Saat aku mempersiapkan air mandi untuknya, dia bertanya menu apa yang paling cocok untuknya, aku belum pernah mendengar ada orang bertanya hal bodoh seperti dirinya, benar... Karena hanya dia yang akan melakukan hal itu. Saat aku memintanya membuka pakaian dan mandi begitu saja, ekspresi malu-malu dan wajah memerah sangat jelas di wajahnya, dia secara alami begitu canggung, membuat darahku berdesir, dia harusnya tahu, saat dimana ia begitu canggung adalah saat dimana dia membuatku sedikit tidak berdaya.

Dia lalu memanggilku mendekat padanya, entah apa maksudnya, tapi saat dia mulai memijat bahuku aku tahu, dia sedang berusaha keras mengurangi bebanku, dia begitu mengkhawatirkanku, kenapa kau selalu begitu tulus padaku?

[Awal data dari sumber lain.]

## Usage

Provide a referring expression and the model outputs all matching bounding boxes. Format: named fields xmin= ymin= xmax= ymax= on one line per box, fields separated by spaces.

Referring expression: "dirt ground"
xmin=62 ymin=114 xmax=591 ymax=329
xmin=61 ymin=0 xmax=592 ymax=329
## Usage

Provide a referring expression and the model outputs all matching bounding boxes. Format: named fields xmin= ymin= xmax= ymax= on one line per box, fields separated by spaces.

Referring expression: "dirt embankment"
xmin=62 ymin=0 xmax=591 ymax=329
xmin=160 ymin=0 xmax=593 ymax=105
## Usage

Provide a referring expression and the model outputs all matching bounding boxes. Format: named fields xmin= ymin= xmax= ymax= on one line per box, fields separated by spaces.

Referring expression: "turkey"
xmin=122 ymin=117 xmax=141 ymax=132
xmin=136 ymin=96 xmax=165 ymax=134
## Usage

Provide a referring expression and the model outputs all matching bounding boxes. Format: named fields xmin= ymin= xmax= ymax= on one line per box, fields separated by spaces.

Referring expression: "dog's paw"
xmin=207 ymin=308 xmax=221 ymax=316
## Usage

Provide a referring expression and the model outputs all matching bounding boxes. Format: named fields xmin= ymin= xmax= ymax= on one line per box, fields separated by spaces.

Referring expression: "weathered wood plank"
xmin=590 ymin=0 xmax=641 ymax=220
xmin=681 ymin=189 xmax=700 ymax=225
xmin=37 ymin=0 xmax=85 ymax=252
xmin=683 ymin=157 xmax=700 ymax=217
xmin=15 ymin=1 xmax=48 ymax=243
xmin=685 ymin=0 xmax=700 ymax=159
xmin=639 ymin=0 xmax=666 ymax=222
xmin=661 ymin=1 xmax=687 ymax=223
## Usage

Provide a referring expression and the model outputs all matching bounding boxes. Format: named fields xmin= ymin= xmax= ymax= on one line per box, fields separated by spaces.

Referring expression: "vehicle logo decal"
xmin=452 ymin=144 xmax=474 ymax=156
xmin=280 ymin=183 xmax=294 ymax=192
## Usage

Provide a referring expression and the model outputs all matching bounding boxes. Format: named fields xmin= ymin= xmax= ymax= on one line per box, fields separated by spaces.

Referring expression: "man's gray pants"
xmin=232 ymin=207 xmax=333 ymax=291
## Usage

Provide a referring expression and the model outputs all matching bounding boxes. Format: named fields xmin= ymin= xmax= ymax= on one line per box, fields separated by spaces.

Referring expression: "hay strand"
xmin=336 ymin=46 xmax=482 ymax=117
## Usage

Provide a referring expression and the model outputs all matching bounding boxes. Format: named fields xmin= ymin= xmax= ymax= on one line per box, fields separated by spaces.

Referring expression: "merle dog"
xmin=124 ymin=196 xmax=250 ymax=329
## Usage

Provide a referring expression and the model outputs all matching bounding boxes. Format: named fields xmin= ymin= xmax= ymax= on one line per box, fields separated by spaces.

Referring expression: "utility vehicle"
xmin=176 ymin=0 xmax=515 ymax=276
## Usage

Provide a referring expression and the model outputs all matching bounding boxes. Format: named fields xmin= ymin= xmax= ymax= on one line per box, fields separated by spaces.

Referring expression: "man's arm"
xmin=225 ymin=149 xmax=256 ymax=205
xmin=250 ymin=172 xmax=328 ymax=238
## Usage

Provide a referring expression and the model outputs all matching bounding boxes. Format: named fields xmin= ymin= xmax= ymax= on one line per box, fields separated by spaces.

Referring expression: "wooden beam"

Aku merasa bersalah sekali lagi, aku memintanya berbalik untuk menggosok punggungnya, sejujurnya aku hanya ingin memandangi dia diam-diam.
Punggunya putih seperti susu, mengkilat diantara kabut air, dia mulai bicara lagi, meski sejujurnya yang kupandangi adalah punggungnya, dia tiba-tiba memelukku dan menangis, aku khawatir apakah karena terlalu serius menatap punggungnya, sampai aku membuatnya terluka... Tapi dia malah memprotes dirinya lagi, memohon agar selalu membawanya, bukankah sebaliknya, aku yang harus memohon begitu padanya.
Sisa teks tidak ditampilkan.